We must make it much harder in the Bill for people to qualify for assisted death by way of having malnutrition caused by an eating disorder. It is a complex problem, and I believe no one amendment will solve it completely. I have submitted two amendments with the aim of making a contribution. Amendment 11 would also make a significant contribution to solving the problem, and I urge all Members to support it.
I turn to amendment 181, tabled by my hon. Friend the Member for Spen Valley. Although the Acts mentioned in clause 2 define mental illness and disability as being taken from the clear medical model, it is not clear if she is further suggesting that a new definition should be used—for instance, the social model. Someone could have a significant impairment under a social model of disability, and for the purposes of the Bill, not consider themselves to be a disabled person. Therefore, they could qualify for an assisted death, thus rendering the provision of no worth.

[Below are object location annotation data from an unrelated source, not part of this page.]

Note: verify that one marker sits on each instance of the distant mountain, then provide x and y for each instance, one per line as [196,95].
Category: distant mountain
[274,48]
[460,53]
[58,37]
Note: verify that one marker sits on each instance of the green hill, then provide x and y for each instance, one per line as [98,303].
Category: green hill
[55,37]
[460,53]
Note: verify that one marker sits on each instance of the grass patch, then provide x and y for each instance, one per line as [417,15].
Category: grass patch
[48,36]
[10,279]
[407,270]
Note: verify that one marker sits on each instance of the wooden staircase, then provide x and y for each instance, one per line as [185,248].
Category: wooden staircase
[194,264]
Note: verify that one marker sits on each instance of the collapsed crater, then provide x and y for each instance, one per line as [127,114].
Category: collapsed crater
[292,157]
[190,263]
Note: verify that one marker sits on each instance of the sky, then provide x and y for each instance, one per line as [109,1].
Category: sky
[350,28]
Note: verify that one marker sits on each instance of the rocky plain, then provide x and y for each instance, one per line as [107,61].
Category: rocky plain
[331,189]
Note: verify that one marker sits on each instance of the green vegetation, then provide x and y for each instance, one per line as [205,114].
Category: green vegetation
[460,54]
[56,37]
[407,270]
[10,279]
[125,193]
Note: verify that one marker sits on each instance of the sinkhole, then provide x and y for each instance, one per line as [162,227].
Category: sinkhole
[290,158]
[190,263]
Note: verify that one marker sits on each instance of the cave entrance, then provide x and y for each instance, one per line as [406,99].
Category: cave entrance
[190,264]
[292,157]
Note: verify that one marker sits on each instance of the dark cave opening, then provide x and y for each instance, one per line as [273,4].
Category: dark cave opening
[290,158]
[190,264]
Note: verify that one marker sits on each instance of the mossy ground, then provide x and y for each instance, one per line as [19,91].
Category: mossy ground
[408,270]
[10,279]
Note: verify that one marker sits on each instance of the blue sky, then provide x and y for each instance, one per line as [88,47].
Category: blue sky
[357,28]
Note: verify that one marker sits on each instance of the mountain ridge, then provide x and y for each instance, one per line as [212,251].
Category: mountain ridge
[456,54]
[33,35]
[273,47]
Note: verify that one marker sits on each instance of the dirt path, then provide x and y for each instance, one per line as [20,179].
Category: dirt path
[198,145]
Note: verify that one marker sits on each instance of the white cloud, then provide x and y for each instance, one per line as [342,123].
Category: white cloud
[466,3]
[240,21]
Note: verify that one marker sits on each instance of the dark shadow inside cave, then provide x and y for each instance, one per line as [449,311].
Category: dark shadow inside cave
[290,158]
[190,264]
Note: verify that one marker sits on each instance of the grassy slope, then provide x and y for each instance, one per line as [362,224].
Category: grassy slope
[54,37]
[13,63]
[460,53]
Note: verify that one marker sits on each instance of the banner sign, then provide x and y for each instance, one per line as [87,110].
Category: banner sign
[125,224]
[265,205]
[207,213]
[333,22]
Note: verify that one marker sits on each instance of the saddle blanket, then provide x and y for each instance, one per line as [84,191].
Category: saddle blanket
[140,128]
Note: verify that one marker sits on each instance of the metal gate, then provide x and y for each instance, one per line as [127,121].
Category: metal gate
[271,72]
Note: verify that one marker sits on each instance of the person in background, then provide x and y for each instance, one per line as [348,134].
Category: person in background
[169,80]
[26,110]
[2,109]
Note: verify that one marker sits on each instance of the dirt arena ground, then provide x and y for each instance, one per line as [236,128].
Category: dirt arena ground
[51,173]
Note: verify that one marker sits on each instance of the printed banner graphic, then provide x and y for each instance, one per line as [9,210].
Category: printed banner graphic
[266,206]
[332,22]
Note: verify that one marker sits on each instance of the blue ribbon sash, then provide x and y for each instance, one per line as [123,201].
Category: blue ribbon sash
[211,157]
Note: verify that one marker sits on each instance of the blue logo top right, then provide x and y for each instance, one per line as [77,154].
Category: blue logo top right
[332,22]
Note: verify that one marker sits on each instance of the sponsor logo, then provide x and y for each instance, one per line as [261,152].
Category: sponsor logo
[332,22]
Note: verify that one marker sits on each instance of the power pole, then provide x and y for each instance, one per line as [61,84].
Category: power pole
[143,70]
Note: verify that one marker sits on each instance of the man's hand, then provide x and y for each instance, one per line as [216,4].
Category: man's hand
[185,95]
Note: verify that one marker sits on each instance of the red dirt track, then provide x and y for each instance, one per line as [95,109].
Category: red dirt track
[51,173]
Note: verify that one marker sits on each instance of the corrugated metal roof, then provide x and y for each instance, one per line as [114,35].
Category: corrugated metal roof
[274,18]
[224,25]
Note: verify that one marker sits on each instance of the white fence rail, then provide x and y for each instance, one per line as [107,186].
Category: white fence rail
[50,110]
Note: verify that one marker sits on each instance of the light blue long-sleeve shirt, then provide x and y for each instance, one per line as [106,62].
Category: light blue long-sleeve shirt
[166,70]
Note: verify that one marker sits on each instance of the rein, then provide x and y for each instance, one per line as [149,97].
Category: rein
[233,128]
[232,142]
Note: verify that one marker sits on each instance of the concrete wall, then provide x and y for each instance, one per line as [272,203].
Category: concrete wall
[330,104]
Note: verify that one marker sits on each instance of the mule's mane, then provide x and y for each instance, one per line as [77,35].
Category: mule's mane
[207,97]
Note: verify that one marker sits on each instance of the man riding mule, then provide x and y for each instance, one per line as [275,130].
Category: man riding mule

It is therefore unclear what my hon. Friend is similarly proposing with regard to mental illness. Amendment 11 is needed to provide assurance that if someone does have a mental illness, then it is tightly defined and would preclude them from being able to access an assisted suicide, in case the reason they are seeking it is the mental illness and not the terminal diagnosis. I will speak further on that later.
If amendment 181 was agreed to, the clause would read that a person is not to be considered terminally ill
“only because they are a person with a disability”.
There are two obvious problems with the amendment. First, the amendment removes references to the Equality Act 2010 and the Mental Health Act, which previously defined who did and did not have a disability or a mental health disorder, but having removed those definitions, it does not then define disability or mental disorder in the Bill. What definition will medical practitioners, and indeed applicants, use to determine who does or does not have a disability or mental disorder?
In terms of the removal of references to the Equality Act, I was not aware when the Bill was initially drafted that cancer is actually classed as a disability. Given the fact that in some countries 70% of assisted deaths are for cancer patients, it would seem ridiculous to exclude cancer patients from having the option of assisted death. I hope that goes some way towards explaining that point.
The concepts of a mental disorder and a disability are well understood, and those terms are well used. In the eyes of the law, we would not need to provide a definition of those in the Bill, but the removal of the reference that would include people with cancer is an important thing to do.